Based on the 2007 national census conducted by the Central Statistical Agency of Ethiopia (CSA), this woreda has a total population of 85,403, an increase of 26.56% over the 1994 census, of whom 42,483 are men and 42,920 women; 4,563 or 5.34% are urban inhabitants. With an area of 1,952.14 square kilometers, Alamata has a population density of 43.75, which is less than the Zone average of 53.91 persons per square kilometer. A total of 20,532 households were counted in this woreda, resulting in an average of 4.16 persons to a household, and 20,107 housing units. 80.27% of the population said they were Orthodox Christians, and 19.68% were Muslim.
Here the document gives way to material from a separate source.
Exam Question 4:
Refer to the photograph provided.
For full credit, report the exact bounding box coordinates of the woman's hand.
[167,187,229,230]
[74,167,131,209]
The 1994 national census reported a total population for this woreda of 93,659 of whom 45,521 were men and 48,138 were women; 32,229 or 34.41% of its population were urban dwellers. The three largest ethnic groups reported in Alamata were the Tigrayans (62.19%), the Amhara (33.9%), and the Oromo (2.24%); all other ethnic groups made up 1.66% of the population. Tigrinya was spoken as a first language by 61.36%, 36.48% Amharic, and 1.36% spoke Oromo; the remaining 0.8% spoke all other primary languages reported. 78.35% of the population practiced Ethiopian Orthodox Christianity, and 21.45% were Muslim. Concerning education, 14.76% of the population were considered literate, which is less than the Zone average of 15.71%; 20.65% of children aged 7–12 were in primary school; 3.09% of the children aged 13–14 were in junior secondary school; 3.38% of the inhabitants aged 15–18 were in senior secondary school. Concerning sanitary conditions, about 91% of the urban houses and 43% of all houses had access to safe drinking water at the time of the census; about 31% of the urban and 12% of the total had toilet facilities.

== Agriculture ==
A sample enumeration performed by the CSA in 2001 interviewed 18,422 farmers in this woreda, who held an average of 0.84 hectares of land. Of the 15,533 hectares of private land surveyed, 98.16% was in cultivation, 0.03% pasture, 0.5% fallow, 0.27% woodland, and 1.04% was devoted to other uses. For the land under cultivation in this woreda, 91.67% was planted in cereals like teff and sorghum—although barley is the dominant crop in higher elevations—5.54% was in pulses, 31 hectares in oilseeds, and 33 planted in vegetables. The area planted in fruit trees was 43 hectares, while none were planted in gesho. 61.26% of the farmers both raised crops and livestock, while 23.92% only grew crops and 14.82% only raised livestock. Land tenure in this woreda is distributed amongst 72.66% owning their land, and 27.25% renting; the number held in other forms of tenure is missing. Parthenium hysterophorus (or Congress weed) is reported to be an increasing threat to cereal production in Alamata, as well as in the adjacent woreda of Kobo in Amhara Region. Cash crops include field peas, faba beans, lentils, teff and peppers.